L’ancienne cheffe du service diplomatique de l’Union européenne, Federica Mogherini, a été arrêtée dans le cadre d’une enquête menée par les autorités belges et le Parquet européen. Les accusations portent sur des soupçons de fraude liés à un programme de formation diplomatique financé par Bruxelles et géré par le Collège d’Europe à Bruges, où elle occupait un poste clé. Trois suspects ont été interpellés : Mogherini, un cadre du Collège, et Stefano Sannino, un diplomate italien affilié au Service européen pour l’action extérieure (SEAE).
Les investigations remontent à 2021-2022, période pendant laquelle le Collège d’Europe a étendu ses activités, notamment avec une antenne ouverte en Bulgarie. Les autorités belges ont procédé à des perquisitions dans les bureaux du SEAE et des résidences privées, après avoir obtenu l’autorisation de lever l’immunité diplomatique des accusés. Selon des sources, le dossier implique des contrats discutables, des conflits d’intérêts et des allégations de favoritismes dans l’accès aux formations diplomatiques.
L’affaire survient alors que Kaja Kallas, actuelle Haute Représentante de l’UE, cherche à renforcer la diplomatie européenne.
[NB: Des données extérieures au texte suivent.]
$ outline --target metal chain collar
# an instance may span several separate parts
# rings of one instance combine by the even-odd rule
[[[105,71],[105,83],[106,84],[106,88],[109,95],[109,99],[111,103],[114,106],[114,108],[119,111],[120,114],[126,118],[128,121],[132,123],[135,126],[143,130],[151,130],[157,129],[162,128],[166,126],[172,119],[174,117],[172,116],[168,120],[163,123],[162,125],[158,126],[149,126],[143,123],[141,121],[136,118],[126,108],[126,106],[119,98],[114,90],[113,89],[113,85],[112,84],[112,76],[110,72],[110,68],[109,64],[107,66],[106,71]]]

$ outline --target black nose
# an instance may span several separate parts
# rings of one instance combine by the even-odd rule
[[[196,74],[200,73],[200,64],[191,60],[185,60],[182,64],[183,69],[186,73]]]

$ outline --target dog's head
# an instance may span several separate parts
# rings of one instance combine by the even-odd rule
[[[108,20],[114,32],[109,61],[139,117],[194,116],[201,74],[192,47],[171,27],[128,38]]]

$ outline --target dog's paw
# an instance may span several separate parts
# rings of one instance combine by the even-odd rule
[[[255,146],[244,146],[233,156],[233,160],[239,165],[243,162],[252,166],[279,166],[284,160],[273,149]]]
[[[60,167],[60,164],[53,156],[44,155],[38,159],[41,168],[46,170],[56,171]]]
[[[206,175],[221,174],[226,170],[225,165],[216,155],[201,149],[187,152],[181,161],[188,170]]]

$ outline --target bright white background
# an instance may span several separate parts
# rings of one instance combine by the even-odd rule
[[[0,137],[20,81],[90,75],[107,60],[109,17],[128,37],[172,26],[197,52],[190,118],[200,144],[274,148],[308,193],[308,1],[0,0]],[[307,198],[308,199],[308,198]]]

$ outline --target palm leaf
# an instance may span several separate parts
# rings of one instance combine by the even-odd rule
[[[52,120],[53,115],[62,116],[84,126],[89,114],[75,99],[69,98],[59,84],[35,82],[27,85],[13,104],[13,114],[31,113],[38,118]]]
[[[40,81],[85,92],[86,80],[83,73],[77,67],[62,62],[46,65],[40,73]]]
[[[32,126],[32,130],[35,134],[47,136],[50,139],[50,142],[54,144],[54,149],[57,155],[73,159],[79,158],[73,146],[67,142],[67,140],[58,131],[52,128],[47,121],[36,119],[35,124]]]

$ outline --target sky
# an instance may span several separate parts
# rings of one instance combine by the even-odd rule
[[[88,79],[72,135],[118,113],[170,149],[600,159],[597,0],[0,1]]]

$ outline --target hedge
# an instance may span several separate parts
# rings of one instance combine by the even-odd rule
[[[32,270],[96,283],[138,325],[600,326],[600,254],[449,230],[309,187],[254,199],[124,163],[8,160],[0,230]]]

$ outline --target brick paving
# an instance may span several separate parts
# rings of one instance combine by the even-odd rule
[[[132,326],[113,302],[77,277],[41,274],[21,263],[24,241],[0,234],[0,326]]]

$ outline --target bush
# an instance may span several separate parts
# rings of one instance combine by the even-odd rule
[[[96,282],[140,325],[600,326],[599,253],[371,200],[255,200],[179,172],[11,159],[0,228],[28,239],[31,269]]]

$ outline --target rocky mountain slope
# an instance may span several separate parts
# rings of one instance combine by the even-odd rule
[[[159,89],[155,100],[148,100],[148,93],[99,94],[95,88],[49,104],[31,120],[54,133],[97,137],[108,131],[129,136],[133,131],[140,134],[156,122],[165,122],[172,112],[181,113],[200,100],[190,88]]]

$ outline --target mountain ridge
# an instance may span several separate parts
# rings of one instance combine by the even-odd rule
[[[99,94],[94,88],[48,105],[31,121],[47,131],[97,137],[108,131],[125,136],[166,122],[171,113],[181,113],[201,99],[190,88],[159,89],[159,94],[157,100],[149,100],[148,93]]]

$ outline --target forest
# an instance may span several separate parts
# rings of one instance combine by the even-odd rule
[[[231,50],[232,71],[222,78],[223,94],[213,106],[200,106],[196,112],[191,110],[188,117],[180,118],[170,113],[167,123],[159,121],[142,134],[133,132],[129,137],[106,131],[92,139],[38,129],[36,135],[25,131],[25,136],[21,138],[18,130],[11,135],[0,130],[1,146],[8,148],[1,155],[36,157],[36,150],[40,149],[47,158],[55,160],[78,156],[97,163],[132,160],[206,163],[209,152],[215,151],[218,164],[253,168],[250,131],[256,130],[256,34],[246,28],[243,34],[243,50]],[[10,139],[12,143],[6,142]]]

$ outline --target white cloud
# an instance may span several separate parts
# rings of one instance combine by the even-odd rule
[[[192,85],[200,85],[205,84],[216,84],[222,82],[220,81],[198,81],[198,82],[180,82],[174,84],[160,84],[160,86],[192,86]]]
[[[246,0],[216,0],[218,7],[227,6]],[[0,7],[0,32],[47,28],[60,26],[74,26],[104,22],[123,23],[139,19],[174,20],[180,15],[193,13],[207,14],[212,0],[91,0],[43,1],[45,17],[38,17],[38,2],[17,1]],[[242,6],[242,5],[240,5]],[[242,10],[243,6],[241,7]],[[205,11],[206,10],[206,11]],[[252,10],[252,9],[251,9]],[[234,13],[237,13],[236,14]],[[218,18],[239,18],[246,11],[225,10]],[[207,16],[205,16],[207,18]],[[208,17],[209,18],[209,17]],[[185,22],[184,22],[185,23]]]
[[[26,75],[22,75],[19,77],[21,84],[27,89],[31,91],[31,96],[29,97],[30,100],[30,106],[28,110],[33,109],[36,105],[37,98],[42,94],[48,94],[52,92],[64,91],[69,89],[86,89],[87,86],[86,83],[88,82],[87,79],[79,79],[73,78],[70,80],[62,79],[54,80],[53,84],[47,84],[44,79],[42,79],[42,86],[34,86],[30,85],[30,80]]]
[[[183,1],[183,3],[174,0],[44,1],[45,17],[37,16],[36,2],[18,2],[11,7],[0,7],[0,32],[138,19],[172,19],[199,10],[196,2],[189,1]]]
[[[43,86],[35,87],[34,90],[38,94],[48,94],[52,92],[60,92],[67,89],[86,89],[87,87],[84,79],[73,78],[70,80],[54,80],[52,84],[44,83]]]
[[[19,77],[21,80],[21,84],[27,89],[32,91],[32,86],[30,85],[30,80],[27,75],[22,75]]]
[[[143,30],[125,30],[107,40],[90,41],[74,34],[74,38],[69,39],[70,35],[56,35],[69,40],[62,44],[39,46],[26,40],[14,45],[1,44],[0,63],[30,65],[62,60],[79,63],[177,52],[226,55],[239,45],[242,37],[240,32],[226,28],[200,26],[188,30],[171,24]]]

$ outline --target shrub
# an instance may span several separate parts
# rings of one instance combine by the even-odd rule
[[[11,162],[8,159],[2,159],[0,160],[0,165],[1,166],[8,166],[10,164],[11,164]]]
Les liens entre Mogherini et Matteo Renzi, ancien Premier ministre italien pro-européen, ont été évoqués, mais ce dernier semble aujourd’hui déçu par sa gestion. Par ailleurs, le président finlandais Sauli Niinistö, qui avait récemment exprimé des intentions bellicistes envers la Russie, semble avoir changé de position, prônant désormais un dialogue avec Moscou.
Des rumeurs évoquent une possible implication américaine, liée à des querelles antérieures sur l’attribution de compétitions sportives ou des affaires judiciaires comme le Qatargate. Mogherini, impliquée dans ce dossier, a été relâchée sans inculpation, tout comme ses coaccusés. Les enjeux politiques restent flous, mais l’affaire soulève des questions sur les dynamiques de pouvoir au sein de l’Union européenne.
À Bruxelles, le chaos semble être une constante.